My theory is that the LLM knows what is persuasive and brute forces it. So we see a ton of repetition (which ironically, is a costly transformer signal, as if writing with ink and pen), and we see antithesis. Regarding other persuasive methods (alliteration etc.), more research is needed. Seems like it is more and more fine tuned to what people 'like', possibly by a feedback loop.
What does it mean? It means that we writers are under-using persuasive brute-force methods. We write to sound natural and not specifically persuasive, though in general we do want to be persuasive; this comes from a very human instinct of seeming 'as if' "not trying"; LLM don't have that self-conscious game. It finds the methods, and then uses them ad-nauseum because it works. Why do we have this self-conscious such that we become hyper aware of AI persuasive use?
It works for getting the typical LMArena user to click the like button, but it's not clear that it works for persuasion or anything else. Personally I find the style very offputting and usually stop reading when I notice it.
I think it might be that the undesired response in RLHF/DPO settings isn't good enough.
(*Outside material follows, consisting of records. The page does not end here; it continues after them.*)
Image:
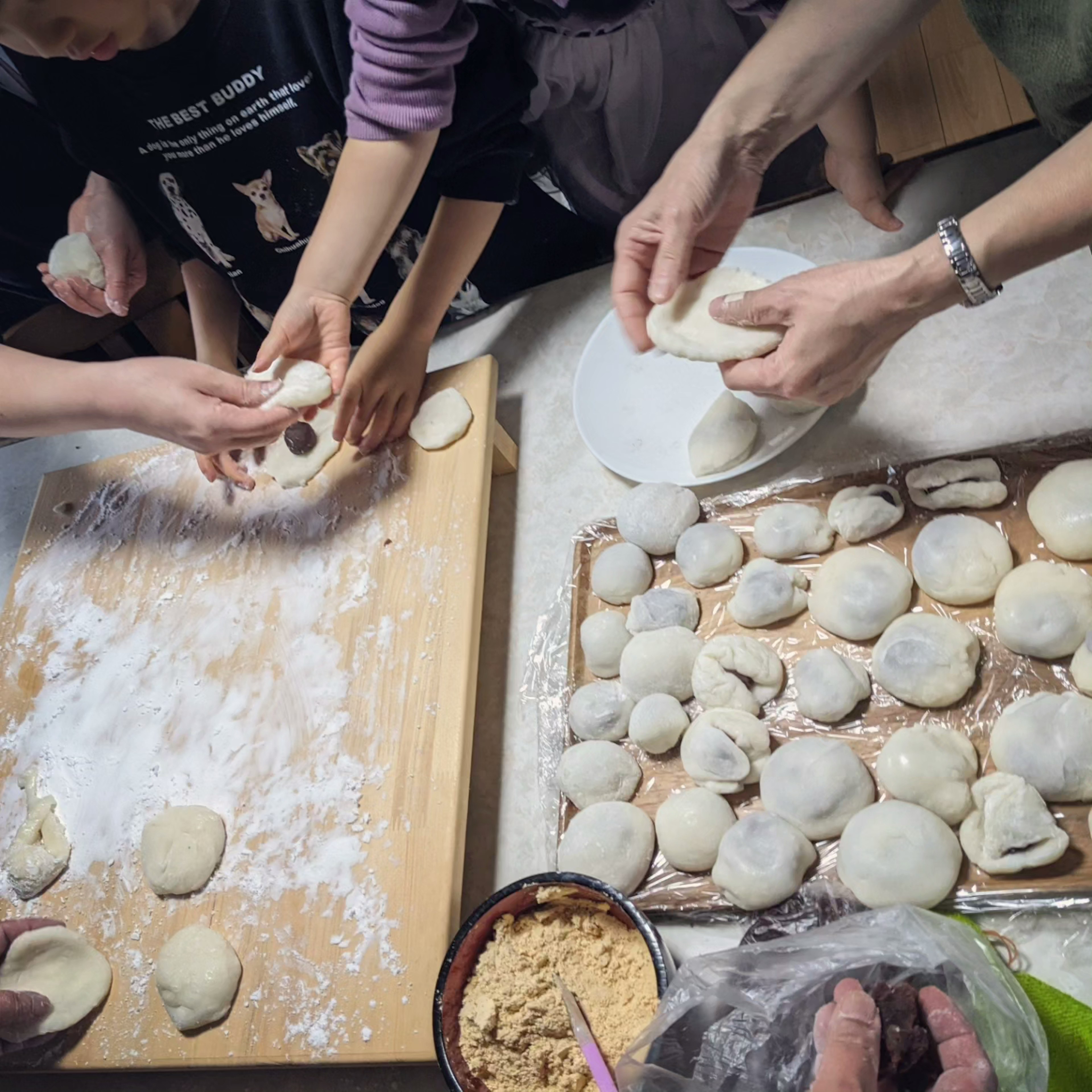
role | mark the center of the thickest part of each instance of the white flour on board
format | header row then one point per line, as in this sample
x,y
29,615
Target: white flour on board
x,y
138,711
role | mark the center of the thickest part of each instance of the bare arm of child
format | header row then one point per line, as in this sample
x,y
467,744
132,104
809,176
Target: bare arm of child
x,y
373,187
385,382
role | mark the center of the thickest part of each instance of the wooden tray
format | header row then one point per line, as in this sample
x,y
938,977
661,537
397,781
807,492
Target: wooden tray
x,y
1003,677
353,613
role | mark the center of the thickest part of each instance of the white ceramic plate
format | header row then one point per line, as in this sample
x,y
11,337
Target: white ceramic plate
x,y
637,412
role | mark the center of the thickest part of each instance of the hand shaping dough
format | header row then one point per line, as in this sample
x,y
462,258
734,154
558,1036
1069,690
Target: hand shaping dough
x,y
708,554
725,750
689,828
602,638
956,483
41,849
598,771
621,573
442,420
791,530
768,592
817,785
653,516
75,256
931,766
926,660
612,842
600,711
896,852
737,673
829,686
724,436
303,450
197,975
61,966
859,592
864,512
763,861
1043,610
181,849
661,607
658,723
661,661
684,327
1046,739
1010,828
1061,510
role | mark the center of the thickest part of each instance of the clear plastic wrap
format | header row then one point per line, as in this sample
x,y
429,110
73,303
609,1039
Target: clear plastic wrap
x,y
556,669
742,1020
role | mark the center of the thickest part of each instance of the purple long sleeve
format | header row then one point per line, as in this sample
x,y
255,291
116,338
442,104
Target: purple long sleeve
x,y
404,56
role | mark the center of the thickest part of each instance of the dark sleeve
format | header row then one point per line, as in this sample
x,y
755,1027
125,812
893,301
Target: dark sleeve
x,y
483,154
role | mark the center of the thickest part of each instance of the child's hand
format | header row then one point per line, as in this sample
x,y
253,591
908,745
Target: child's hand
x,y
313,326
382,388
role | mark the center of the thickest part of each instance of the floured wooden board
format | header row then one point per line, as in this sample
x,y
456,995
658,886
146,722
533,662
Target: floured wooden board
x,y
1003,677
304,662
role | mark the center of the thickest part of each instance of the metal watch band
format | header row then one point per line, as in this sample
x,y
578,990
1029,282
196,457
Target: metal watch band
x,y
963,265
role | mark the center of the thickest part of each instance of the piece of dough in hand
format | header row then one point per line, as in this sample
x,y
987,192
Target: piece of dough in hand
x,y
684,327
442,420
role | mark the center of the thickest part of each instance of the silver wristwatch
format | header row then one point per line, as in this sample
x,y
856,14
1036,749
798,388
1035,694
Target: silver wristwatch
x,y
963,264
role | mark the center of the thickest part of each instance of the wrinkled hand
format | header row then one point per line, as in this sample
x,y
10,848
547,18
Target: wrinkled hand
x,y
102,214
682,229
311,326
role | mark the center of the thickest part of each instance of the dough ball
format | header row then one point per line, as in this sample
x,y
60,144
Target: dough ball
x,y
768,592
653,516
708,554
684,327
612,842
197,975
689,828
959,560
1010,828
829,686
621,573
724,436
602,638
597,771
737,673
1061,510
931,766
725,750
442,420
763,861
957,483
1046,739
859,592
896,853
864,512
181,849
791,530
1043,610
661,607
75,256
658,723
661,661
600,711
61,966
926,660
817,785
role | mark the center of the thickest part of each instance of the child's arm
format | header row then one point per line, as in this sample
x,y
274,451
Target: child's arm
x,y
386,378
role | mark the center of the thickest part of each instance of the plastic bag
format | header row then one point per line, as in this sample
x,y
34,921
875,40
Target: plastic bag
x,y
741,1020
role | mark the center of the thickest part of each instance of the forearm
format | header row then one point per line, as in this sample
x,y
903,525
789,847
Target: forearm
x,y
373,187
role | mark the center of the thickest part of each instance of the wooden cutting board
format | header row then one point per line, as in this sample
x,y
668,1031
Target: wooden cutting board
x,y
305,663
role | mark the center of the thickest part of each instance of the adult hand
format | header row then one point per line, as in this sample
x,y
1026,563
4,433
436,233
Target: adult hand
x,y
102,214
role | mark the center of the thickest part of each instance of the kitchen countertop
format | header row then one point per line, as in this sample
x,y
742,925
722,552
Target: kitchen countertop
x,y
1017,369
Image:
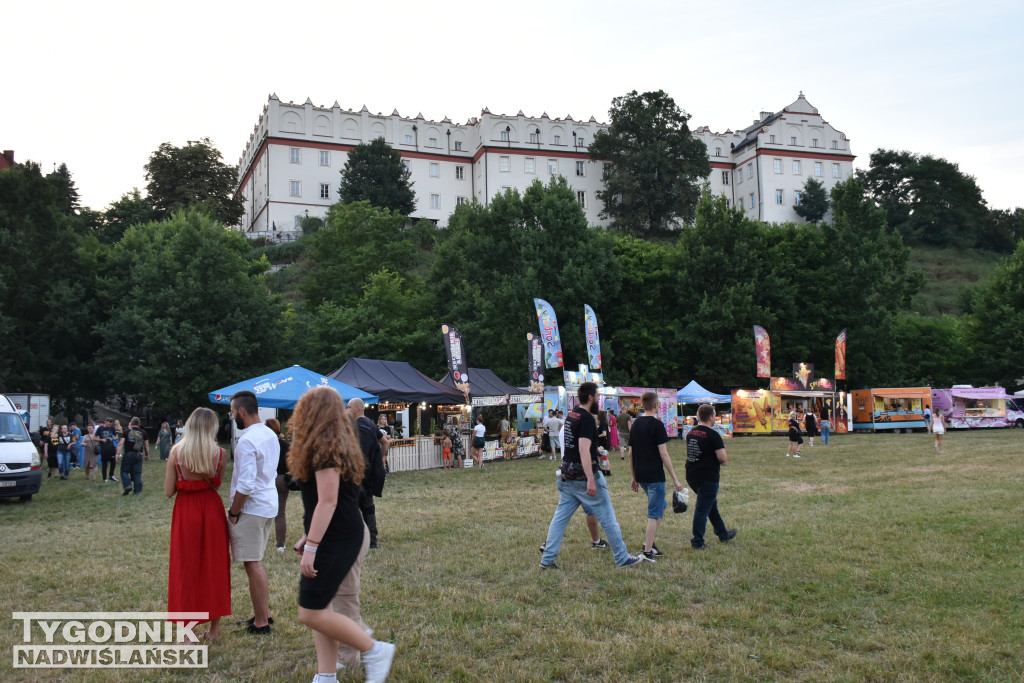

Imagine two responses, one leveraging stylistic devices and persuasive words while the other... well, just doesn't. Naturally the first is better and more desirable. If we now inspect this over the whole training batch, these distinctions of the preferred response at any point in the response leveraging stylistic devices will become clear. That is, a phrase like "It's not an X, it's a Y" will occur at a bunch of different positions throughout all the different positive examples in contrast to the negative examples which very rarely, if at all, showcase such pleasant phrasing.
But wouldn't then such behavior of constantly repeating stylistic devices be exactly what we would expect? This clear contrast between positive and negative example will be what we distill in our final model, basically telling it that stylistic devices at any point are preferred.
To move away from this, looking for better high quality positive examples won't be helpful at all - instead we need the negative examples throughout training to become closer and closer to the positive examples just like a writer progresses through his career: first learning about stylistic devices, then understanding when to use them meaningfully, when less is more and finally fully mastering it. This contrast between good and really good writer needs to be captured more in the posttraining data for something like DPO.
Do take this with a grain of salt, just a random theory i came up with while thinking about this for 10 minutes or so, i didn't research the empirical state of research with this hypothesis but it does seem somewhat convincing to me at least.
There are many different stylistic devices that humans writers use. I believe that there's a subset of stylistic devices that all LLMs use. Do you believe this isn't the case?
My guess is that they do so in imitation of humans who do the same thing when asked the sorts of questions that people ask LLMs. It's not an LLM thing; it's a thing one does to make distinctions clear, when the other person might otherwise conflate two distinct entities, clusters, or topics. It just so happens that people ask LLMs a lot of that sort of question, and thus elicit a lot of that particular response.
(I also use em dashes, yes.)
More specifically, they may be emulating the Kenyans who were hired to create much of the training data. "I'm Kenyan. I Don't Write Like ChatGPT. ChatGPT Writes Like Me."
Note: I can't verify that the post I linked is legitimate. For all I know it could be generated by ChatGPT instructed to emulate a Kenyan writing about ChatGPT. HN discussion here.
There seem to be common patterns of how LLMs write text that's shared by the LLMs of different companies and where the language patterns the LLM uses are different from usual human writing.
How much do we know about why LLMs pick certain patterns? Do we know why they use "It's not an X, it's a Y? If not, maybe understand why they pick patterns like it can make us better understand how LLMs are reasoning?